Stock markets reversed aggressively this week following a new high at the open which could not hold. The price action this week certainly represents a change in personality of the market and puts the market into corrective mode. Interest rate futures collapsed, making their lowest print since 2015 (30 Year T-Bond).
Stocks opened the week higher but were unable to press further as the weakness that commenced on Monday continued throughout the week, with a significant down day on Friday. The reversal broke short-term support on the S&P 500 and the Dax and had taken the Nasdaq 100 right to support, which will likely be tested and probably broken on Monday.
The reversal printed on the S&P 500 is a key reversal on the weekly chart. However, the long-term trend is still most certainly bullish, and this can only be viewed as a correction in a bull market at this stage. Considerable further weakness will be required for a change of trend. Nonetheless, it has put a large dent in the bull case.
Bullish sentiment, which had been at or near record highs for several weeks, took a battering as the percentage of bulls has dropped from 96 to 39 in only two weeks.
The Nikkei and Dax have both been weaker than US markets. We exited a profitable Nikkei trade during the prior week on a break of support. The Dax also broke support this week and not only did it break short-term, support, it also broke medium-term support. A change of long-term trend to down is within range on the Dax and could complete later this week if weakness persists.
The energy markets have seen some weakness this week and support has been tested and stands a good chance of getting broken this week.
The metals markets have also seen weakness as Gold, Silver, Palladium and Copper were all lower.
The grain markets continue to show signs that a long-term bottom is forming, or is already in place. Corn is on the verge of a change of trend breakout to up, which could complete this week.
The Euro closed the month significantly higher, so according to the January effect, the low for the year should be in at the January low at 1.1964 (basis March contract). Of course, there is no guarantee this pattern will hold this year, but it does have a very high strike rate.

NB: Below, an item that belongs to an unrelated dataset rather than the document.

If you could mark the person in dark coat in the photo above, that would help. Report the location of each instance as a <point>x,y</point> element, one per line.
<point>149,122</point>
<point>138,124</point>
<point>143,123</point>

From last week on the Dollar Index: “A bounce can be expected soon here, but the trend is firmly down”. A small bounce has been seen in the Dollar Index, and resistance could be tested this week.
If the January effect in the Euro holds, and we have seen the low of the year in the Euro, the inverse of the Euro is the Dollar Index. This would suggest that the Dollar Index has put in it’s high of the year (note, the Euro makes up 57% of the index, so this pattern is less reliable). That high currently stands at 92.36 (basis March. contract).
Interest rate futures
Interest rate futures collapsed this week as the hugely profitable downtrend continued. However, it should be noted that sentiment has become extremely bearish, registering in a rare single-digit reading. Sentiment has not been this negative since December 2016, from where a significant rally ensued.
The long-term trend remains down across the sector and is likely to continue so for a considerable time, even if we do get the expected short-term bounce.